# Native vs. Non native English language teacher



## Mantas (Jun 7, 2015)

Good afternoon ladies and gents,
I have a question regarding teaching English in Thailand. Now from what I have read and heard, most Educational establishments in Thailand prefer and even require a native English speaker. Well, in my case, I have lived in UK for almost ten years and I have graduated in England with a degree in Arabic and Persian languages. Where do I stand on the whole native/non native spectrum ? Would I get slightly better chances of getting a job as opposed to, let's say, someone who hasn't lived or worked in an English speaking country ? Thank very much in advance for any input.


----------



## bigt116 (Jul 10, 2015)

Where you have lived has no bearing on it, it is all about what passport you have. As a Non NES you would have to take and pass the TOEIC test to be allowed to teach English legally. 
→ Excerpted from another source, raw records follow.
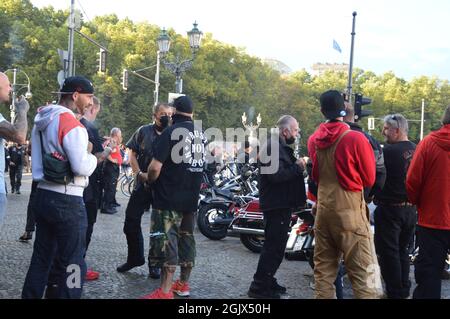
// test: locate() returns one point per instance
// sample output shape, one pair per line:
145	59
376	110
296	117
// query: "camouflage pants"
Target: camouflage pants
171	239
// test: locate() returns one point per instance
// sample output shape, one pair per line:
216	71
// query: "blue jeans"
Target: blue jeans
61	225
2	207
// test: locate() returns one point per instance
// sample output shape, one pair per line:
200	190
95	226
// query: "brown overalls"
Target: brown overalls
342	229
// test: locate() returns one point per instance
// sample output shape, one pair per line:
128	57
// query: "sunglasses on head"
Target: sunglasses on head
393	117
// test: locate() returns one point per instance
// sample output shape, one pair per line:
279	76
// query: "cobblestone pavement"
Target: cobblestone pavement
224	268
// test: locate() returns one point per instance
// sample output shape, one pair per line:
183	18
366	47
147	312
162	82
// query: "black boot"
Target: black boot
277	287
262	290
28	235
154	272
128	266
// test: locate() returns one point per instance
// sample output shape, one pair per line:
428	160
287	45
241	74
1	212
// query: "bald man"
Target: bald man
15	132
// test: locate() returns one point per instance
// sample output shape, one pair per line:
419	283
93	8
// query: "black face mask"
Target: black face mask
164	120
290	140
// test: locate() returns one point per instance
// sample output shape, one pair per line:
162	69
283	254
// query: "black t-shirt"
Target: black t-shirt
142	143
397	158
16	155
92	192
181	150
93	135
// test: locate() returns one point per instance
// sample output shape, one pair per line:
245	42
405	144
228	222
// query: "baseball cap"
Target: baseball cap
332	104
76	84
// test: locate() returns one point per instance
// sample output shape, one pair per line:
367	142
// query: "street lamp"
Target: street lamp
16	87
179	66
250	126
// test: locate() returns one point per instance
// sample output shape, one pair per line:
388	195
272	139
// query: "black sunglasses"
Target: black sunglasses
393	117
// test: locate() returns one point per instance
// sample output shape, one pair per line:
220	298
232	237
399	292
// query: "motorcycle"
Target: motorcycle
218	204
249	224
300	244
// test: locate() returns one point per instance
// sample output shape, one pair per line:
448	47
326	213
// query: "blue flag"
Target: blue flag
336	46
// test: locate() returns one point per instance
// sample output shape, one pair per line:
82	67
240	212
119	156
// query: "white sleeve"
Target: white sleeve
75	145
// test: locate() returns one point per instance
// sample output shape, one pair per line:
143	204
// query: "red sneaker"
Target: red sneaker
91	275
181	289
158	294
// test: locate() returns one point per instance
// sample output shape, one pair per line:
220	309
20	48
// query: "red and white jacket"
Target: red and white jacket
65	136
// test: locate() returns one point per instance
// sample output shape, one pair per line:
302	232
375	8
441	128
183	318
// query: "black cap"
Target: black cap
332	104
76	84
183	104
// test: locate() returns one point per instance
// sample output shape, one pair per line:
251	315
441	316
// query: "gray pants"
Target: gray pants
2	207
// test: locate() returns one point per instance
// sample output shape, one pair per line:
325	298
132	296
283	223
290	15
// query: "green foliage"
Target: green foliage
224	81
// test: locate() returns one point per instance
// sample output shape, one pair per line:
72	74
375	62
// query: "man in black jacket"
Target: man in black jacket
142	146
380	176
16	154
282	189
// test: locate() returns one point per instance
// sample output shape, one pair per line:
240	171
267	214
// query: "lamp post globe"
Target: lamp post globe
195	37
163	42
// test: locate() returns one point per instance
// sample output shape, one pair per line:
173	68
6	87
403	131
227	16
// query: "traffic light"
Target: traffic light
125	79
360	101
102	61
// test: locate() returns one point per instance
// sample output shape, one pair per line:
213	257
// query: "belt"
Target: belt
402	204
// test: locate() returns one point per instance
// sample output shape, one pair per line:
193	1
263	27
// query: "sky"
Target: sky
408	37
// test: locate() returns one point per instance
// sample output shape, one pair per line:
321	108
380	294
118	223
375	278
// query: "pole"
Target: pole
350	68
179	83
70	71
13	104
422	119
156	93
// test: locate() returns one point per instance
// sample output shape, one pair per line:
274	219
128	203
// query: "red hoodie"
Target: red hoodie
428	179
355	162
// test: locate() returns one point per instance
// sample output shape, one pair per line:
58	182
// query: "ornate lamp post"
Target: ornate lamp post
16	87
179	66
251	127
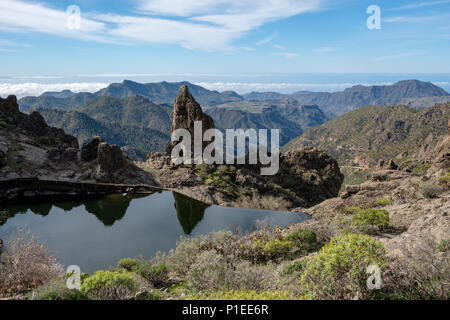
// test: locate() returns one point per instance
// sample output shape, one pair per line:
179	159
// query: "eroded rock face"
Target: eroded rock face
315	169
9	105
110	162
386	165
89	150
185	112
3	159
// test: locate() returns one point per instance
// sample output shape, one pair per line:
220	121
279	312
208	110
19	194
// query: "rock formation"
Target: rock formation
185	112
89	150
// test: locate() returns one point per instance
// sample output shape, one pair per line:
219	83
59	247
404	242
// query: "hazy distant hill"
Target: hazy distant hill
338	103
286	114
161	92
368	134
56	100
136	111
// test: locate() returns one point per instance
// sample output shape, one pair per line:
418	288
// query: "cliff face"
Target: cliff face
185	112
29	148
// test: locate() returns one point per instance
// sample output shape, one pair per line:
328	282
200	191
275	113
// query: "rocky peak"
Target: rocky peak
9	105
185	112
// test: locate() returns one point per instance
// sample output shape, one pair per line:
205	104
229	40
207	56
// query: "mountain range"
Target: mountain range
137	116
369	134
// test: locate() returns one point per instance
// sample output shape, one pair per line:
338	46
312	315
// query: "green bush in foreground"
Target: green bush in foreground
109	285
370	219
444	245
247	295
338	271
156	274
384	202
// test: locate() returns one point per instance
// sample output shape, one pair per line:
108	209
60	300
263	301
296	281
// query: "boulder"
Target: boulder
185	112
89	150
3	159
9	105
387	165
111	162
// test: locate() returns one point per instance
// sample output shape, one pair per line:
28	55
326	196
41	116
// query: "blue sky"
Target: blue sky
218	36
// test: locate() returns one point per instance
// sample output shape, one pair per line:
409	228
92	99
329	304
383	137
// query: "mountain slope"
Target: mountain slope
338	103
139	140
364	136
286	114
136	111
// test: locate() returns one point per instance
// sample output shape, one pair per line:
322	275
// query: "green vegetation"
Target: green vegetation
431	191
246	295
338	271
127	264
444	245
384	202
109	285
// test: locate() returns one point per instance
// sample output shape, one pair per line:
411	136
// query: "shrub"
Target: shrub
351	210
208	271
26	263
445	180
127	264
248	295
57	290
423	276
305	241
384	202
156	274
431	191
338	271
444	245
295	267
109	285
370	220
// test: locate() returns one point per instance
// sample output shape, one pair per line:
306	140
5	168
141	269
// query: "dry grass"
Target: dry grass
25	264
263	202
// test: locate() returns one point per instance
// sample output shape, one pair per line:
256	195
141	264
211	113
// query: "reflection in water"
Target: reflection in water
95	234
189	212
111	208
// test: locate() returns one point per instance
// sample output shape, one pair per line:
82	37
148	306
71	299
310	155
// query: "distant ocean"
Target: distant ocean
241	83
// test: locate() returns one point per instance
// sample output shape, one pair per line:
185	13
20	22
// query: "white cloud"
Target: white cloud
400	55
36	89
421	5
287	55
266	40
201	24
416	19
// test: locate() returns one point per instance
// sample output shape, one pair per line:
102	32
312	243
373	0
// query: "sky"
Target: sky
122	38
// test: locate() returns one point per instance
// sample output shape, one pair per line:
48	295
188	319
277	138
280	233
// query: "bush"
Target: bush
109	285
295	267
444	245
156	274
338	271
208	272
384	202
351	210
26	264
431	191
248	295
370	220
305	241
127	264
57	290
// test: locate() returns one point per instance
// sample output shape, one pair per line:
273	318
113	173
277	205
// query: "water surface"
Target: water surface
95	234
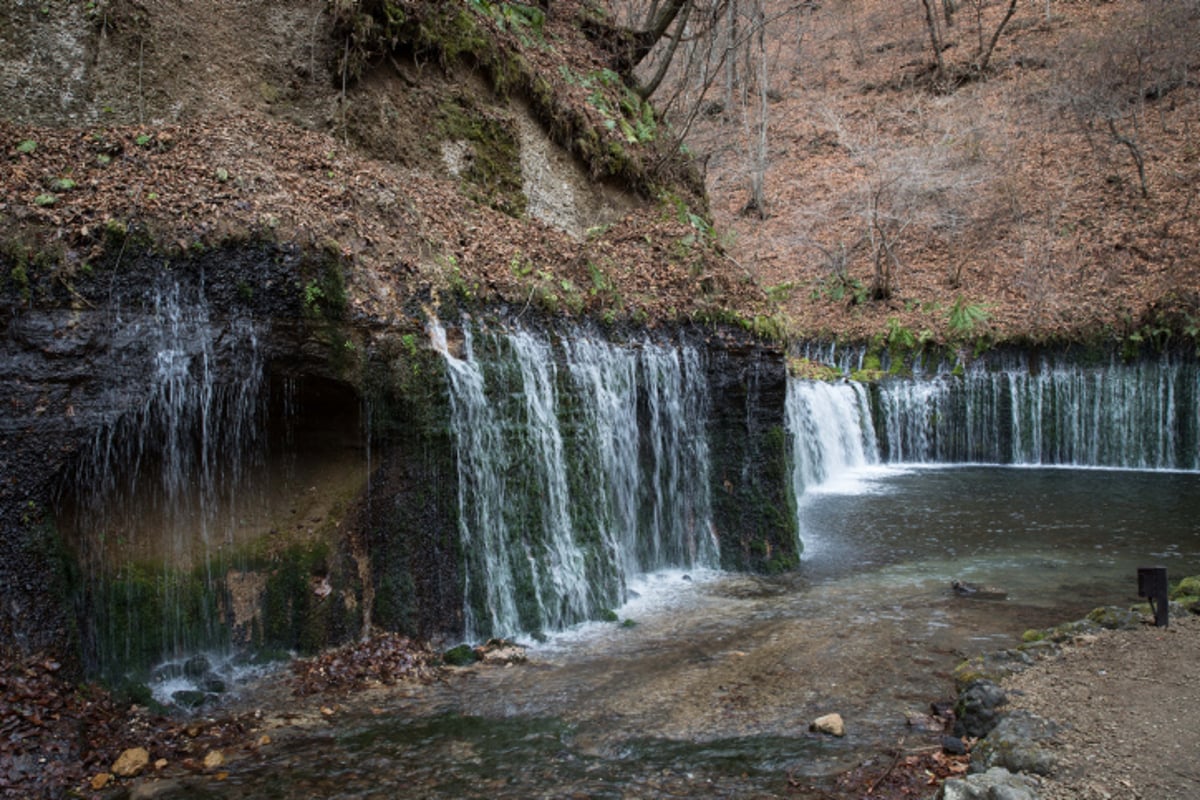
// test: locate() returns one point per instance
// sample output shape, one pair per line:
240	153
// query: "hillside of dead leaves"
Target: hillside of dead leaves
1013	191
1011	194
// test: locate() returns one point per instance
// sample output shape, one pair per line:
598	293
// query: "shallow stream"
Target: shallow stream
709	691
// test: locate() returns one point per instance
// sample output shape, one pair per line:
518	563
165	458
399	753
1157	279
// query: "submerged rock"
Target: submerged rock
964	589
829	723
977	709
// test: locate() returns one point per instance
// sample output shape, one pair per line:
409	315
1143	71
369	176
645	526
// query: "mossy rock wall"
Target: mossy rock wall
753	507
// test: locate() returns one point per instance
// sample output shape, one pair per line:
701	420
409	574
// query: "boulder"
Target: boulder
829	723
1115	618
131	762
976	709
996	783
1018	744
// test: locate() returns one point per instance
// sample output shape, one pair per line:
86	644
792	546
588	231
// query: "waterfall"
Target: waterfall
831	429
1047	410
581	464
155	492
1041	410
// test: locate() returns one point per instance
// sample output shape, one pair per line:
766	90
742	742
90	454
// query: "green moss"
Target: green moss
462	655
493	174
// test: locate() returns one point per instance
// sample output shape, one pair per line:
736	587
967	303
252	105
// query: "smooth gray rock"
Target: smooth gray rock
1018	744
996	783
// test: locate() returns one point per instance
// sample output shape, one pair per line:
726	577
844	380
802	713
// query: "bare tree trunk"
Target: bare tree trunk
985	56
759	151
935	37
731	62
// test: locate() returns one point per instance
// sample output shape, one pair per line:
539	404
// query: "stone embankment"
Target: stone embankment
1092	709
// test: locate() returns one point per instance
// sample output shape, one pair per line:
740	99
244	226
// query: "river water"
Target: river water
709	690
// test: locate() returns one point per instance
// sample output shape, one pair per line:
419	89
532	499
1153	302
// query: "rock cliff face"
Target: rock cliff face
220	246
205	450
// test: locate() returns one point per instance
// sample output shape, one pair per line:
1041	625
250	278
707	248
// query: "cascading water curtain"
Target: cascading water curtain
1047	410
155	491
581	464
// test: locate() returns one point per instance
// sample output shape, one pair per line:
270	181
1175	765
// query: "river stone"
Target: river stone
996	783
1017	744
161	791
1115	618
131	762
991	666
977	709
829	723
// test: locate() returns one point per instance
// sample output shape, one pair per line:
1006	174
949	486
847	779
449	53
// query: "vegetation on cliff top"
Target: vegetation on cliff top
863	181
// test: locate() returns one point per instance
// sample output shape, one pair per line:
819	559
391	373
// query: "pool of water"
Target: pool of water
711	690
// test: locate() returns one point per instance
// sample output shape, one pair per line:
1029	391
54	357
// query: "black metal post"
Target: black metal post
1152	585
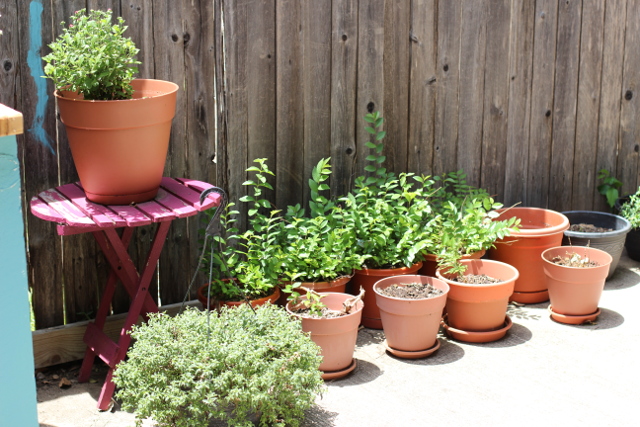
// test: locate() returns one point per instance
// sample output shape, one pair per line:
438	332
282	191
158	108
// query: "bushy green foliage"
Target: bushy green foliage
184	370
631	209
93	57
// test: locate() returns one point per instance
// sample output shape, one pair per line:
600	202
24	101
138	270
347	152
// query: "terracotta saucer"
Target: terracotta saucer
412	354
570	319
530	297
332	375
477	337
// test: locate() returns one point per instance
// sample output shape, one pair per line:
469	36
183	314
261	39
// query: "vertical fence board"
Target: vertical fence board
447	87
289	104
422	92
564	102
610	93
39	159
496	98
544	55
630	103
397	32
471	92
520	75
370	95
584	167
316	65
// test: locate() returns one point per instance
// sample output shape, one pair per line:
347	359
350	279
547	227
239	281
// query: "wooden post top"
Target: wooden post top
10	121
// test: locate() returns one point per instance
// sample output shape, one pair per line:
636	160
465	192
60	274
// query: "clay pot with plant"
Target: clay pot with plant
478	297
390	222
332	320
411	310
575	278
118	128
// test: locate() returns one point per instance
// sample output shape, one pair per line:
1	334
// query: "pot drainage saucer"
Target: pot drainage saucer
412	354
475	336
530	297
571	319
332	375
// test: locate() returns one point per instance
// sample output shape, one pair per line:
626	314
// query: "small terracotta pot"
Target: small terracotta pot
575	291
335	336
480	308
120	147
366	278
430	263
540	229
339	285
202	297
410	324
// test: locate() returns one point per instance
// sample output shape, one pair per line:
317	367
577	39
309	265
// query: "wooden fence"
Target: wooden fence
530	98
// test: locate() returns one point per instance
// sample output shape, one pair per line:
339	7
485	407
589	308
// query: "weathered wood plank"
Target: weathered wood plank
289	167
610	92
344	56
565	104
471	92
496	98
370	92
445	150
520	97
544	55
38	151
629	147
423	84
397	31
584	166
316	23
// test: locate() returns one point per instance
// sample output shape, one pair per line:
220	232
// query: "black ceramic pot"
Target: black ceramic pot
611	242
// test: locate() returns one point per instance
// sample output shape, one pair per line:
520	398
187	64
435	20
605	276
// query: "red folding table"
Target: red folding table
68	206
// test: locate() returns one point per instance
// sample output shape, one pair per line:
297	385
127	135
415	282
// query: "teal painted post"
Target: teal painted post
17	383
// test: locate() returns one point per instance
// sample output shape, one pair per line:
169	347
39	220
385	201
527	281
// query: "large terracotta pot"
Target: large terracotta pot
575	291
338	285
202	297
478	313
611	242
335	336
430	263
120	147
540	229
366	278
411	325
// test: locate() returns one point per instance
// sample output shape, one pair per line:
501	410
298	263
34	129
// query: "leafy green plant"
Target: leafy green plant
392	223
610	187
93	57
631	209
185	370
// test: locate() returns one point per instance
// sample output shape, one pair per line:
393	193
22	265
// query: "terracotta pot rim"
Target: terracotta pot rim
561	223
444	286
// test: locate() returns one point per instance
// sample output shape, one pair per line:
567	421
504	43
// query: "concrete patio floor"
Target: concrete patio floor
540	373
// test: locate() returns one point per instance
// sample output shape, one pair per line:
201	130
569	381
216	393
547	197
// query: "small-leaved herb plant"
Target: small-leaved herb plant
391	221
93	57
183	371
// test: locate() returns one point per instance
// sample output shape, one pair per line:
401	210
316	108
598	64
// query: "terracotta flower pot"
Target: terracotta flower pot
366	278
540	229
575	291
411	325
430	263
202	297
120	147
335	336
611	242
478	313
339	285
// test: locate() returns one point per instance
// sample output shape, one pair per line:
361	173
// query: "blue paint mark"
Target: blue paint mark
35	64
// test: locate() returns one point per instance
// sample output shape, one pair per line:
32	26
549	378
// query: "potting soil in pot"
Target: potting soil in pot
411	291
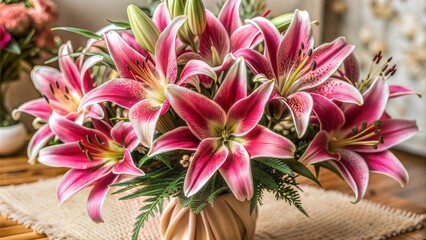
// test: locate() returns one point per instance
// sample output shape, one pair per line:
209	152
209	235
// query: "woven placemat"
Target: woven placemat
332	216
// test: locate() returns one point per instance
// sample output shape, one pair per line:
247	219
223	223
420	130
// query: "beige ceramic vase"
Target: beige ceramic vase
227	219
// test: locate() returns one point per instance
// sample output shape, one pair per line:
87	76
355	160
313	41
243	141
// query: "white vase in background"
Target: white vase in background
12	139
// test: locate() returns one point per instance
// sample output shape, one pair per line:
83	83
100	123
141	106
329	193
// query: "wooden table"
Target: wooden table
383	190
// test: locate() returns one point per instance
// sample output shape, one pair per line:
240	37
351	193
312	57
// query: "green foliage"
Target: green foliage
282	185
156	186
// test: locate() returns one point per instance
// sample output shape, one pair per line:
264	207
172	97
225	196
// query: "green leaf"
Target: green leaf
124	25
80	31
13	47
302	170
276	164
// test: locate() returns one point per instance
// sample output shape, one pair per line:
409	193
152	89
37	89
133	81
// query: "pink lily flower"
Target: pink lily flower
223	35
223	132
97	157
298	69
144	79
355	139
62	92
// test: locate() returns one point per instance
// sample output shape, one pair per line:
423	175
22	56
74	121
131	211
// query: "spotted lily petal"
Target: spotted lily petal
67	155
38	141
375	100
124	92
299	33
144	116
127	166
339	90
317	150
124	134
354	170
38	108
300	105
209	157
165	49
97	196
236	171
328	58
386	163
262	142
77	179
245	114
229	15
202	115
234	86
180	138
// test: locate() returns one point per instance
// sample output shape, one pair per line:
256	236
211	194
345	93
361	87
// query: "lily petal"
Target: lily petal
375	100
67	155
245	114
127	166
76	179
233	87
69	131
299	33
317	150
195	68
126	59
124	92
161	16
339	90
123	134
328	58
214	41
229	15
38	141
87	82
355	171
97	196
165	49
236	171
262	142
399	91
209	157
258	63
202	115
388	164
271	37
67	66
300	105
179	138
38	108
247	36
393	131
329	114
144	116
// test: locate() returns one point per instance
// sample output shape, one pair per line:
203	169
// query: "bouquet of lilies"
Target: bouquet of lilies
191	105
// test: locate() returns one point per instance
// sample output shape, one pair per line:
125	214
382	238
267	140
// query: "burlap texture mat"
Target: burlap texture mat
332	216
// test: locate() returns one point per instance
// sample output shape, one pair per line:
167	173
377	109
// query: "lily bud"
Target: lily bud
144	29
196	13
175	7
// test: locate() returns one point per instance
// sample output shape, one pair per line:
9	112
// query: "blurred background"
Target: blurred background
395	27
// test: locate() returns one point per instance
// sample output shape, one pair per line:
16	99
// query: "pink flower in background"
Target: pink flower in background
298	69
43	13
355	139
144	79
15	18
98	157
5	37
62	92
224	132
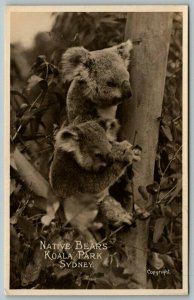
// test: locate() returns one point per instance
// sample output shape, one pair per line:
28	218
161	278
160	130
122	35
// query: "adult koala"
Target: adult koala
99	81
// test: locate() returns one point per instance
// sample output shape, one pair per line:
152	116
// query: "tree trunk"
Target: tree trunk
141	115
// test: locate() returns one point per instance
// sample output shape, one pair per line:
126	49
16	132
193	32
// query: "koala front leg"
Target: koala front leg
121	157
124	151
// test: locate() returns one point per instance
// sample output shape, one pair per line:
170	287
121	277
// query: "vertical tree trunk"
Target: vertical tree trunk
140	116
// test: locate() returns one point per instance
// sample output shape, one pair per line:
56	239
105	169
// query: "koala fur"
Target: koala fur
99	81
86	162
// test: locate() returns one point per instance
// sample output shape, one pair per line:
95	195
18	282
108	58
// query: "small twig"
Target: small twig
167	167
159	201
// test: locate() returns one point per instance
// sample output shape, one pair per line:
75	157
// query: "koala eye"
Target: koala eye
111	83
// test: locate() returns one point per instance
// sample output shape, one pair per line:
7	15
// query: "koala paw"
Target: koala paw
137	153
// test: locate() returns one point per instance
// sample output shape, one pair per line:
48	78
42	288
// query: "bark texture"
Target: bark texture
140	116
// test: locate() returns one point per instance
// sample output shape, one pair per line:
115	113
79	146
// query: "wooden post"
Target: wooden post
140	116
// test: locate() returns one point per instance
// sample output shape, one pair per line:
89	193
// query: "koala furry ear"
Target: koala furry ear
124	50
73	60
66	139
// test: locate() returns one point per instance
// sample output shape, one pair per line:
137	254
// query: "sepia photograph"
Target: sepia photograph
96	154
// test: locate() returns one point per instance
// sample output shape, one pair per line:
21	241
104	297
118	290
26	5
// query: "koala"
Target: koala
85	162
111	127
99	81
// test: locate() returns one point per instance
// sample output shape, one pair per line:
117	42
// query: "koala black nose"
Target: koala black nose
126	89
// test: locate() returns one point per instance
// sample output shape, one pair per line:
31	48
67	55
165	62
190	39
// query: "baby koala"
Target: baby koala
85	162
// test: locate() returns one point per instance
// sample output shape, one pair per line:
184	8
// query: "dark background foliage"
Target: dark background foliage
37	102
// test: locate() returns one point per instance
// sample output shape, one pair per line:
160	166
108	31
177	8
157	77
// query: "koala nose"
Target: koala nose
126	89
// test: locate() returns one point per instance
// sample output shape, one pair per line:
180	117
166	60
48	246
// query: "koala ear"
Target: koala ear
67	139
124	50
73	60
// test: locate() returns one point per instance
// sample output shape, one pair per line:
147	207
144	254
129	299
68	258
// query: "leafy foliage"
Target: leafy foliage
37	109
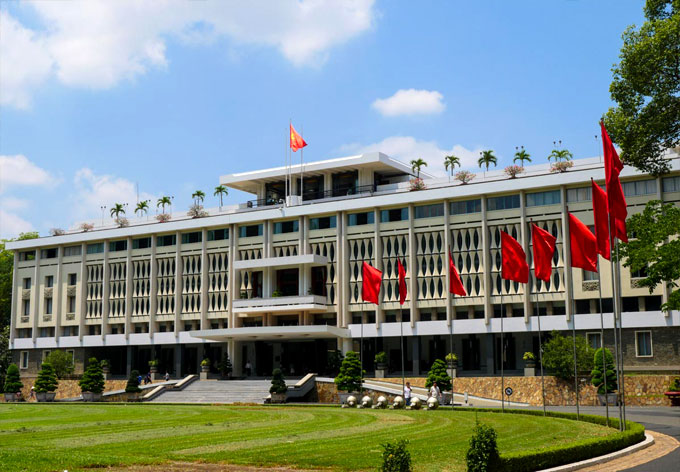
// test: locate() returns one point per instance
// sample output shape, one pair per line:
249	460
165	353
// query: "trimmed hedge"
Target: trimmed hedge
545	458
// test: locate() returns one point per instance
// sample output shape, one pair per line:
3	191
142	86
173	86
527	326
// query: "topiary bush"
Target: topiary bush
13	380
438	374
599	371
396	457
93	377
349	378
482	455
47	379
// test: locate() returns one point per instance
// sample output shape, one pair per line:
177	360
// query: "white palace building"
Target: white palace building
276	281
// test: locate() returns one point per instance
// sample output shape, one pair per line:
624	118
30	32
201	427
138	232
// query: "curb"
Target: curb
649	440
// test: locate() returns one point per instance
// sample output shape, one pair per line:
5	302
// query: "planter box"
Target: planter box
46	396
91	397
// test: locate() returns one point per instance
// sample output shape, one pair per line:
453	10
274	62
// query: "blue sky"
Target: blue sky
99	96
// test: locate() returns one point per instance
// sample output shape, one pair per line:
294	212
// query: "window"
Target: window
73	251
544	198
639	187
50	253
325	222
594	340
250	231
166	240
191	238
27	256
291	226
95	248
506	202
141	243
115	246
429	211
465	206
218	234
671	184
357	219
643	343
395	214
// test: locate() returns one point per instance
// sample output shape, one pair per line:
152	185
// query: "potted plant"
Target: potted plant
46	384
673	392
132	387
529	364
348	381
605	393
279	388
381	364
13	384
92	382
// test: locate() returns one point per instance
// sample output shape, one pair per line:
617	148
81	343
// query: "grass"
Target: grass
41	437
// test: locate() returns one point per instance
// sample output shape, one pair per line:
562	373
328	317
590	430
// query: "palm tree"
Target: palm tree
416	164
162	202
522	156
221	190
198	196
450	162
486	159
117	210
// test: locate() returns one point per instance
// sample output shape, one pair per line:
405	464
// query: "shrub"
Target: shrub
349	378
598	372
47	379
13	380
482	455
133	384
62	363
278	383
438	374
395	457
93	378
To be honest, why would any school employ a Non NES for the same money as an NES ? (That said, they do and always will).

You may want to brush up on your tenses too.


----------



## grgo69 (Feb 21, 2013)

Yea they want native, but I think no native is better, and some school who care about quality not reputation, are looking only not native speakers, as they had to learn the language, so they can help teach others


----------



## joseph44 (May 4, 2011)

"NES" can also be a way to keep out Philippinos, Indians and other Asians with English as a 2nd language.
It's often not the school that requires NES, but the MoE that requires it. 
For Govt-schools you may be obliged to perform a TOEIC test; for private schools a personal interview will do the job. 

Remind: Scots and Welshman are NES as well!!


----------